The following experimental analysis looks at a data set which contains values regarding the grinding parameters of a hypothetical material X. There were 64 total runs taken to determine the strength of the material. Below, I load the CSV which contains the data, and display the first 6 rows of the data set as an example of the organization of the data, as well as the structure of the data below that. Lastly I load the package FrF2 which will be used in creating a fractional factorial design for this experimental data analysis.

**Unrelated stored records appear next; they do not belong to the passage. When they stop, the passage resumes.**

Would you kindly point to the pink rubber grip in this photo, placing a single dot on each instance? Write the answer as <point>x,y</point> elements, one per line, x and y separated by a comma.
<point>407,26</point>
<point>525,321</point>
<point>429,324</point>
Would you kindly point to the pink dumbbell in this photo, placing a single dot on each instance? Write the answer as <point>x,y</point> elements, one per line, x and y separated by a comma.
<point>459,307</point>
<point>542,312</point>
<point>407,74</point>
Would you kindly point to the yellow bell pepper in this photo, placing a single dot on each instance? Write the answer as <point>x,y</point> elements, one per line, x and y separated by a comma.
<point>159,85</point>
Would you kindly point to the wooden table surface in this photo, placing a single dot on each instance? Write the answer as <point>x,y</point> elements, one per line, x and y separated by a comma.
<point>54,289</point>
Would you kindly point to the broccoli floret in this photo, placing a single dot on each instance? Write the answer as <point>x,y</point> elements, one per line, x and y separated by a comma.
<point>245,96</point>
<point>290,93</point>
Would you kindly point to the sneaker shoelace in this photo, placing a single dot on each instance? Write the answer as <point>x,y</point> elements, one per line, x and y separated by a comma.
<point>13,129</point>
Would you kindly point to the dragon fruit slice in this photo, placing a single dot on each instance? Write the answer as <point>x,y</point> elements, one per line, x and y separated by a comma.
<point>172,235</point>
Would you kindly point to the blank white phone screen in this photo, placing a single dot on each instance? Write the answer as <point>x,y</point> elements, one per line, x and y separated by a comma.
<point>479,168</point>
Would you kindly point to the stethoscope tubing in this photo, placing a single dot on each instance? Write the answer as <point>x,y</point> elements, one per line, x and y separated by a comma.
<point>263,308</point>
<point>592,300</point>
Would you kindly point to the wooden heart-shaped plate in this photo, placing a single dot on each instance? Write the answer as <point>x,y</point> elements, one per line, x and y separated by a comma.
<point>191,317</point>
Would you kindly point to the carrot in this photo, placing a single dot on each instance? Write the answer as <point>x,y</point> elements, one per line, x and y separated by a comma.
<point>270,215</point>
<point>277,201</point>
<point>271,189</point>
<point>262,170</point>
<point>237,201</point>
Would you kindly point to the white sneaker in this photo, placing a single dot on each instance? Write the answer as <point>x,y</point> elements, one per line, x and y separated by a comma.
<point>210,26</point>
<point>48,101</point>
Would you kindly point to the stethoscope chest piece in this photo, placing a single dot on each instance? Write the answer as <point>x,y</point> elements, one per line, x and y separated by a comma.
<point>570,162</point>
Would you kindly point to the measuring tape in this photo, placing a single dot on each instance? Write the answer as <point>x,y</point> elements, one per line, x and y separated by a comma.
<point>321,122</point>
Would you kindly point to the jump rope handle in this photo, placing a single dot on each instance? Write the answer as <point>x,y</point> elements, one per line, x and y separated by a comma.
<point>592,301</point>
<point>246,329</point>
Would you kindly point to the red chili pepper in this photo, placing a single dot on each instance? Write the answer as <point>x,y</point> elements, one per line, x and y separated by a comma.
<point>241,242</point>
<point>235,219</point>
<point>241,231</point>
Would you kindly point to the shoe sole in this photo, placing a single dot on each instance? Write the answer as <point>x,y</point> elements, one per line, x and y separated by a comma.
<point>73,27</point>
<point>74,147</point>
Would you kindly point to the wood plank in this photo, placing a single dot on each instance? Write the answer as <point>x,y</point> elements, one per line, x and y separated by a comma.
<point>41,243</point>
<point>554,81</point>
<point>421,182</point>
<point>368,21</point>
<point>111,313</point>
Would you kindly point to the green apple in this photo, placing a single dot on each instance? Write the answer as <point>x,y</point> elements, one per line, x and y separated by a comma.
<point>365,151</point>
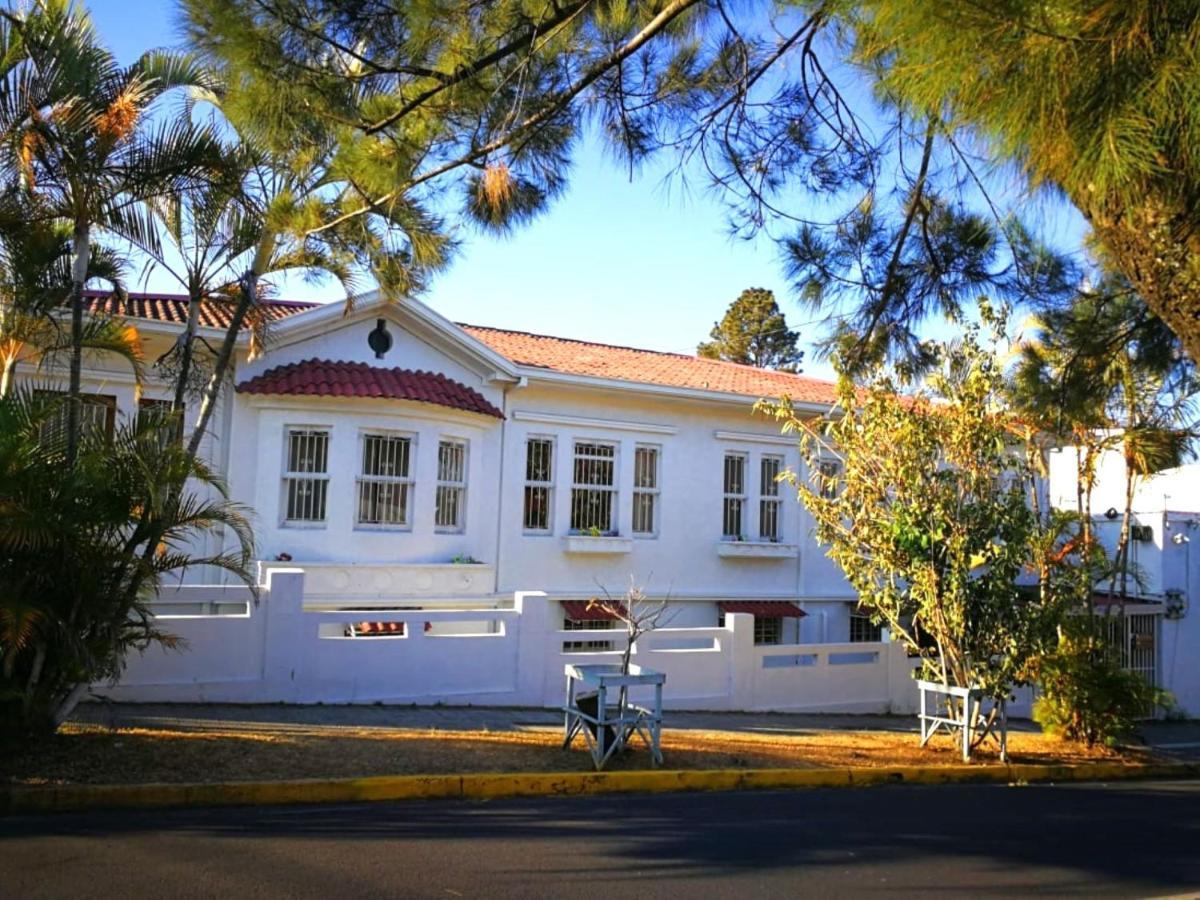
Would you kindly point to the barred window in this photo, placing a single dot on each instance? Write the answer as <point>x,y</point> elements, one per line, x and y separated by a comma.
<point>863,630</point>
<point>451,493</point>
<point>828,473</point>
<point>768,629</point>
<point>594,487</point>
<point>306,477</point>
<point>646,490</point>
<point>385,484</point>
<point>735,496</point>
<point>769,502</point>
<point>97,415</point>
<point>161,409</point>
<point>539,487</point>
<point>598,646</point>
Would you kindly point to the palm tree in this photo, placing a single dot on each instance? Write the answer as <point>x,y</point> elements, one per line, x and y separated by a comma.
<point>197,237</point>
<point>75,576</point>
<point>35,281</point>
<point>87,148</point>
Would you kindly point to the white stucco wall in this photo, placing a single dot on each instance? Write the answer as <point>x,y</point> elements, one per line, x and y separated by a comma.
<point>682,558</point>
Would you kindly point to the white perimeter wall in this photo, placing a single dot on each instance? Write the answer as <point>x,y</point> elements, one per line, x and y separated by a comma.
<point>279,651</point>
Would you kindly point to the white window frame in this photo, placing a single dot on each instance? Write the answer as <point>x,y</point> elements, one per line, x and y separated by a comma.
<point>862,629</point>
<point>593,646</point>
<point>445,485</point>
<point>394,481</point>
<point>648,495</point>
<point>769,497</point>
<point>534,485</point>
<point>730,497</point>
<point>768,630</point>
<point>292,477</point>
<point>611,489</point>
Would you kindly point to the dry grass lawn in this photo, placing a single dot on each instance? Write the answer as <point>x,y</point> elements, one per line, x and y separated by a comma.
<point>89,754</point>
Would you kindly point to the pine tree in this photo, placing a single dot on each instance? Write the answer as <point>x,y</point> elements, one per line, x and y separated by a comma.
<point>755,333</point>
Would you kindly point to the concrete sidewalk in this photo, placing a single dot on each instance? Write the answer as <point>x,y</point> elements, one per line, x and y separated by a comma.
<point>407,718</point>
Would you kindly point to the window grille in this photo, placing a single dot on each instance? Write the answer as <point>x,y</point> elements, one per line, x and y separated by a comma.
<point>97,415</point>
<point>161,408</point>
<point>600,646</point>
<point>769,502</point>
<point>539,486</point>
<point>451,492</point>
<point>735,496</point>
<point>385,485</point>
<point>306,479</point>
<point>828,473</point>
<point>646,490</point>
<point>768,629</point>
<point>863,630</point>
<point>593,487</point>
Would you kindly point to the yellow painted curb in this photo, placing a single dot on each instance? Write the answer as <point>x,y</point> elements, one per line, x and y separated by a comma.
<point>16,799</point>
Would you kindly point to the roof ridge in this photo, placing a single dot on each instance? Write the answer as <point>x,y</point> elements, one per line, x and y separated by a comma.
<point>97,294</point>
<point>575,340</point>
<point>694,358</point>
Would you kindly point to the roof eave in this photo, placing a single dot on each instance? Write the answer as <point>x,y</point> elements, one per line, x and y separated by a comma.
<point>534,373</point>
<point>311,322</point>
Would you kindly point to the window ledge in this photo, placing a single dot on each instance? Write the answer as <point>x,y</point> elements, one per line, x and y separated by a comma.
<point>587,544</point>
<point>757,550</point>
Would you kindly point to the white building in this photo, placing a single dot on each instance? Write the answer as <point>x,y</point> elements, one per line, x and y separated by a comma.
<point>460,492</point>
<point>1164,610</point>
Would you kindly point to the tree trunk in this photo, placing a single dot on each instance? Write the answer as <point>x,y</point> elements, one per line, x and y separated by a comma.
<point>223,360</point>
<point>249,286</point>
<point>6,373</point>
<point>81,250</point>
<point>185,360</point>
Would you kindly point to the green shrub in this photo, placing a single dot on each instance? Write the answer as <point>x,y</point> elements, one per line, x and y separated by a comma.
<point>1086,695</point>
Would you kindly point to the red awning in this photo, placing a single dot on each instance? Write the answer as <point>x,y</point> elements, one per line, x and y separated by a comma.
<point>579,611</point>
<point>763,609</point>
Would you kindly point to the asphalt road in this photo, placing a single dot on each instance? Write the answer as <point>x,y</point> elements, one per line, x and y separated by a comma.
<point>1131,839</point>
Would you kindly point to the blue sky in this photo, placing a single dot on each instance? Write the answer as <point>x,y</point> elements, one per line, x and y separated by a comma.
<point>633,262</point>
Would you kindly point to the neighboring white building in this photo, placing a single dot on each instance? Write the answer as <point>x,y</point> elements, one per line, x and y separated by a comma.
<point>393,439</point>
<point>1165,555</point>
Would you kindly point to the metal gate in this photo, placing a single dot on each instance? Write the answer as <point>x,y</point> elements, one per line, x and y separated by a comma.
<point>1134,634</point>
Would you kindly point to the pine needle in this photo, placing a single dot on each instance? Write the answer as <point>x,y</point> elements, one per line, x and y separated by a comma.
<point>496,185</point>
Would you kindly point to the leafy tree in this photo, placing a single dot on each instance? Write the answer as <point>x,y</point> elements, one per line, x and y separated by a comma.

CSV<-read.csv("C:\\Users\\Anthony\\Desktop\\School\\RPI Year 1\\DoE\\DoeR8.csv",header=TRUE)
head(CSV)
## Table Feed Grit Direction Batch Concentration Strength
## 1 -1 -1 -1 -1 -1 -1 680
## 2 1 -1 -1 -1 -1 -1 722
## 3 -1 1 -1 -1 -1 -1 702
## 4 1 1 -1 -1 -1 -1 667
## 5 -1 -1 1 -1 -1 -1 704
## 6 1 -1 1 -1 -1 -1 642
str(CSV)
## 'data.frame': 64 obs. of 7 variables:
## $ Table : int -1 1 -1 1 -1 1 -1 1 -1 1 ...
## $ Feed : int -1 -1 1 1 -1 -1 1 1 -1 -1 ...

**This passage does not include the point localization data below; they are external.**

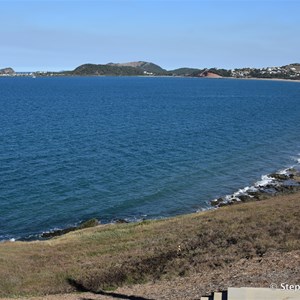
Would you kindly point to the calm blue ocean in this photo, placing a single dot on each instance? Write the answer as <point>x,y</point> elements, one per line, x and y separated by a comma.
<point>128,147</point>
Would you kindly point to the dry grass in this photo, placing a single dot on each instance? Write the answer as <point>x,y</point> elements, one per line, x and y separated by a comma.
<point>112,255</point>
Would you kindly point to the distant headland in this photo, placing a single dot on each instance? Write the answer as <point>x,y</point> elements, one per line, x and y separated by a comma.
<point>142,68</point>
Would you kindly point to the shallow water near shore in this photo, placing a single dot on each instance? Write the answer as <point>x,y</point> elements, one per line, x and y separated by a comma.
<point>128,147</point>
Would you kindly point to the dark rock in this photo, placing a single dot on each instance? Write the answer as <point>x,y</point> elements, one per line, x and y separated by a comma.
<point>89,223</point>
<point>279,176</point>
<point>216,202</point>
<point>245,198</point>
<point>121,221</point>
<point>59,232</point>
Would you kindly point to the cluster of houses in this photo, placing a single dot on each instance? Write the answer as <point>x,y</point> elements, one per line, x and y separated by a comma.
<point>290,71</point>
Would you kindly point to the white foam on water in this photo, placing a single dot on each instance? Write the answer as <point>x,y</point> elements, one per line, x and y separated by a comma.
<point>265,180</point>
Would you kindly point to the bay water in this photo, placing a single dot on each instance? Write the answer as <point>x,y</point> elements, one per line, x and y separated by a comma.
<point>133,147</point>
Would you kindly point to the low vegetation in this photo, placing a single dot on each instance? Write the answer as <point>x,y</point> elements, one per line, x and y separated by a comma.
<point>108,256</point>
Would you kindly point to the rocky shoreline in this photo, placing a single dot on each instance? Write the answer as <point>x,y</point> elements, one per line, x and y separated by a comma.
<point>280,183</point>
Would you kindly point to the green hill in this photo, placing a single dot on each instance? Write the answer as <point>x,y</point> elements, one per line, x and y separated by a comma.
<point>108,70</point>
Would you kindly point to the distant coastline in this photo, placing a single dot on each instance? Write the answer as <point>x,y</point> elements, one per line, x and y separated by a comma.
<point>147,69</point>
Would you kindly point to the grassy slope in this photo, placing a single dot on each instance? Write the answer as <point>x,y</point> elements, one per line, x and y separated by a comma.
<point>112,255</point>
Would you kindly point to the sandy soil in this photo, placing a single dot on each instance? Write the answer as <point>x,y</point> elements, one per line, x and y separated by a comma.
<point>259,272</point>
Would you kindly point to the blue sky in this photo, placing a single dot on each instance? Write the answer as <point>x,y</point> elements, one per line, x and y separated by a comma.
<point>62,34</point>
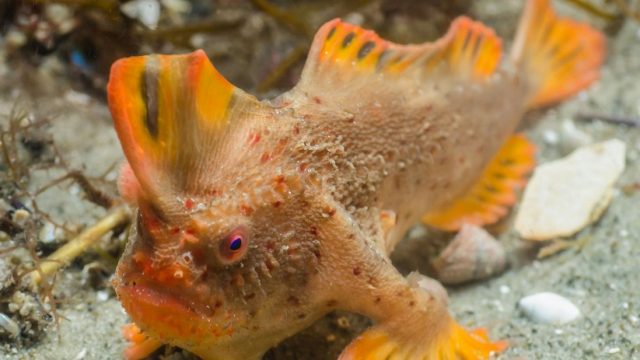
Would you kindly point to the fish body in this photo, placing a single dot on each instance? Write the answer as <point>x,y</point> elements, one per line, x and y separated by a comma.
<point>257,218</point>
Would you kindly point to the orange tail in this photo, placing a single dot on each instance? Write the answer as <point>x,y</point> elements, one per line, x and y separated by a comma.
<point>558,56</point>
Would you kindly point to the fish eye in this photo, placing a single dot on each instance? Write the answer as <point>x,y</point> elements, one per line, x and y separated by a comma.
<point>234,246</point>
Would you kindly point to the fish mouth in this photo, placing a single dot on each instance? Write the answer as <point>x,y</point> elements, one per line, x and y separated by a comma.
<point>167,317</point>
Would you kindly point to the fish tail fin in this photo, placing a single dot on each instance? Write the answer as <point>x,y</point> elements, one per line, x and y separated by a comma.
<point>452,343</point>
<point>559,56</point>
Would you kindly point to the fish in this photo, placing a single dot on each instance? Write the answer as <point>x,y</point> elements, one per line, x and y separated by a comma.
<point>257,217</point>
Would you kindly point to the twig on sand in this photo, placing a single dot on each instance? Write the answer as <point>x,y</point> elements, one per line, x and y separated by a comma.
<point>614,119</point>
<point>592,9</point>
<point>80,243</point>
<point>281,70</point>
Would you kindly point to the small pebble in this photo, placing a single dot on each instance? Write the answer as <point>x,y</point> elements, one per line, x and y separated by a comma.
<point>613,350</point>
<point>146,11</point>
<point>472,255</point>
<point>21,216</point>
<point>550,137</point>
<point>9,325</point>
<point>548,308</point>
<point>47,233</point>
<point>81,355</point>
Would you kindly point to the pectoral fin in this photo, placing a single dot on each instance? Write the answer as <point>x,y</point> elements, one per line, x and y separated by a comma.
<point>170,113</point>
<point>489,199</point>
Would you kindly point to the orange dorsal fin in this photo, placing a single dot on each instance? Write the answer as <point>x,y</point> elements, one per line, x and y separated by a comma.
<point>559,56</point>
<point>468,50</point>
<point>489,199</point>
<point>170,113</point>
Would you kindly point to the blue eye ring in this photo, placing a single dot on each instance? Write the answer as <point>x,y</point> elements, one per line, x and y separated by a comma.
<point>236,243</point>
<point>234,246</point>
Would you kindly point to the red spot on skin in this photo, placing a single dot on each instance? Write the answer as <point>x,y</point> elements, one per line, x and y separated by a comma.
<point>254,138</point>
<point>330,211</point>
<point>189,204</point>
<point>246,209</point>
<point>280,184</point>
<point>213,192</point>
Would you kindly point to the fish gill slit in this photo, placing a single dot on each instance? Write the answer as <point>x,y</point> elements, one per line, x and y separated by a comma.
<point>149,92</point>
<point>366,49</point>
<point>348,39</point>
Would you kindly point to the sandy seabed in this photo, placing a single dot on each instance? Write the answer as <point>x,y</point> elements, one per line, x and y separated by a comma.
<point>602,277</point>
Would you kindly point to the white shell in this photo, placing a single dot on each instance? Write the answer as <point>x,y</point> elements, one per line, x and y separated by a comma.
<point>548,308</point>
<point>472,255</point>
<point>566,195</point>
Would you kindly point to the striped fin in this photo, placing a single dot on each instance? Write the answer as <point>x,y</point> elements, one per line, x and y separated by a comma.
<point>560,57</point>
<point>490,198</point>
<point>168,111</point>
<point>468,50</point>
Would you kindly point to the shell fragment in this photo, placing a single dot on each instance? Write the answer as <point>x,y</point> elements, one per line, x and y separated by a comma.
<point>548,308</point>
<point>566,195</point>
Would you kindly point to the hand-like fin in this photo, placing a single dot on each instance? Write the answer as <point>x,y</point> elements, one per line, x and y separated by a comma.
<point>489,199</point>
<point>170,113</point>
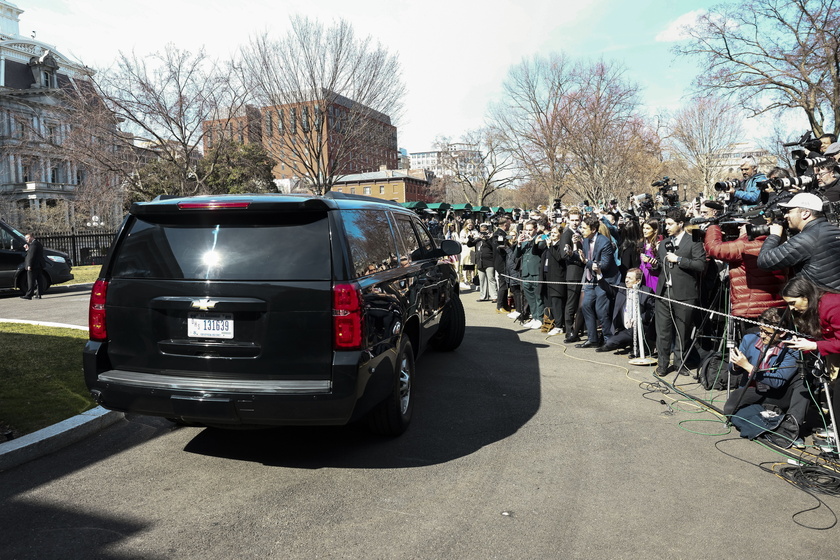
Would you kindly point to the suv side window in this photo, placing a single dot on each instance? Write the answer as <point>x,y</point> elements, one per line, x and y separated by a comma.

## $ Grit : int -1 -1 -1 -1 1 1 1 1 -1 -1 ...
## $ Direction : int -1 -1 -1 -1 -1 -1 -1 -1 1 1 ...
## $ Batch : int -1 -1 -1 -1 -1 -1 -1 -1 -1 -1 ...
## $ Concentration: int -1 -1 -1 -1 -1 -1 -1 -1 -1 -1 ...

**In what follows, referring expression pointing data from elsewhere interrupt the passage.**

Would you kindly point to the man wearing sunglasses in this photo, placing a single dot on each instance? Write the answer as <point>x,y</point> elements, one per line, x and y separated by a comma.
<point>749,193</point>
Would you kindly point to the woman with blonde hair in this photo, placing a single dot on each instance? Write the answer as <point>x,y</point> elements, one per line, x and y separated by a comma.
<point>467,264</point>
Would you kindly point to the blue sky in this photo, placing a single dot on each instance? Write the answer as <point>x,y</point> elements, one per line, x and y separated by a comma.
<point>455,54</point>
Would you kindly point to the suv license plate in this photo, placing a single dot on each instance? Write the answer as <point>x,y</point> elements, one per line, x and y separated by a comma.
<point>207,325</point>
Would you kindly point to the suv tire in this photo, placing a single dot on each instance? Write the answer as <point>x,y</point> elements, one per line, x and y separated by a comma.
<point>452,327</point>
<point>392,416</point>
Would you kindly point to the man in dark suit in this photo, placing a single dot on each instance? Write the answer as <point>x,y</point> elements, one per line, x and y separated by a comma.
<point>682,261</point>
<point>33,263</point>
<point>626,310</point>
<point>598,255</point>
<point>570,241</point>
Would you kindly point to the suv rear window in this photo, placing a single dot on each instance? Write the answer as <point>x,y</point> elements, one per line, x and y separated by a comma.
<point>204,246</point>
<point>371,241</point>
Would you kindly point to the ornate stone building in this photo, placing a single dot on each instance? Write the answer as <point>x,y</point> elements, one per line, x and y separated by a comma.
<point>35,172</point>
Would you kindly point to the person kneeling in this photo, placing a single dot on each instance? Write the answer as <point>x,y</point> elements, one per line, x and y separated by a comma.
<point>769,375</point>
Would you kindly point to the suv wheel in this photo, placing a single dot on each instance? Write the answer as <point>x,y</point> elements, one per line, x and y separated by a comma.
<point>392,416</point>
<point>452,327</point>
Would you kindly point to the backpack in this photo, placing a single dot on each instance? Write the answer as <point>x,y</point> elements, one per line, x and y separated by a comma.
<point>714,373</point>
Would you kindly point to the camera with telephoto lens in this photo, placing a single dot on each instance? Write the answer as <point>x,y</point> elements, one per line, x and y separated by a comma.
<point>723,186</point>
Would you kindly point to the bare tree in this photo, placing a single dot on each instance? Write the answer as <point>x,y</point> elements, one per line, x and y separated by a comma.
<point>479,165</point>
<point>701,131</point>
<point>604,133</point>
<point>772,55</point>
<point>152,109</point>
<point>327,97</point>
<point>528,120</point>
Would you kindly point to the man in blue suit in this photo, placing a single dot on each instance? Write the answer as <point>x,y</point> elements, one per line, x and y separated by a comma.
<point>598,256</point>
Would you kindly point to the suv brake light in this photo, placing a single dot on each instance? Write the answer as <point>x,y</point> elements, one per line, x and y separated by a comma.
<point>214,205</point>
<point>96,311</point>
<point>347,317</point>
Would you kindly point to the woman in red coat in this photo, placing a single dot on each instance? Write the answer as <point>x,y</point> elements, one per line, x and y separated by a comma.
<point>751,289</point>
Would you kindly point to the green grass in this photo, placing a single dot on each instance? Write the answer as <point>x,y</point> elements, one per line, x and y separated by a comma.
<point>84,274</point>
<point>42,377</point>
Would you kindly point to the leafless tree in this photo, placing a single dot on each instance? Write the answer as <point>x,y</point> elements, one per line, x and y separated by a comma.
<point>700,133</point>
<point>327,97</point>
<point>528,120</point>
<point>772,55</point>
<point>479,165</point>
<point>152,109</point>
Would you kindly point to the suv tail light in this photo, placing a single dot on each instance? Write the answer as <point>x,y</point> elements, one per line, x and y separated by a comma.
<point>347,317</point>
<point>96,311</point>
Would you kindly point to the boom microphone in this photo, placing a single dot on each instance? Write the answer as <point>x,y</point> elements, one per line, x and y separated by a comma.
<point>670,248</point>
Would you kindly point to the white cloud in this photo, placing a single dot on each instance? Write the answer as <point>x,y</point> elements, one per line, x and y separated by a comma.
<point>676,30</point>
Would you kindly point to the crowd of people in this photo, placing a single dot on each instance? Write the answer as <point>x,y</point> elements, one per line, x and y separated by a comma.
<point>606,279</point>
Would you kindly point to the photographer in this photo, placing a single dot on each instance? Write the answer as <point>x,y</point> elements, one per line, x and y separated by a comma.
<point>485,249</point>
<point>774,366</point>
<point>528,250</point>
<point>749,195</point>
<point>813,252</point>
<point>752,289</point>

## $ Strength : int 680 722 702 667 704 642 693 669 492 476 ...
require(FrF2)
## Loading required package: FrF2
## Warning: package 'FrF2' was built under R version 3.1.2
## Loading required package: DoE.base
## Warning: package 'DoE.base' was built under R version 3.1.2
## Loading required package: grid
## Loading required package: conf.design
## Warning: package 'conf.design' was built under R version 3.1.2
##
## Attaching package: 'DoE.base'
##
## The following objects are masked from 'package:stats':
##
## aov, lm
##
## The following object is masked from 'package:graphics':
##
## plot.design
The factors involved in this experimental analysis are the Table Speed used during grinding (denoted as “Table”), the Down Feed Rate (denoted as “Feed”), the Wheel Grit (denoted as “Grit”), the Direction of the wheel (denoted as “Direction”), the Batch of the material used, and the Concentration of X in the material (denoted as “Concentration”). Each factor has two levels which are labelled as -1 or 1. The levels of table speed were -1=0.025 m/s and 1=0.125 m/s. The levels for down feed rate were -1=0.05mm and 1=0.125mm. The levels for wheel grit were -1=140/170 and 1=80/100. The factors for direction were -1=longitudinal and 1=transverse. The levels for batch were -1=batch 1 and 1=batch 2. And the factors for concentration were -1=low concentration of X and 1=high concentration of X.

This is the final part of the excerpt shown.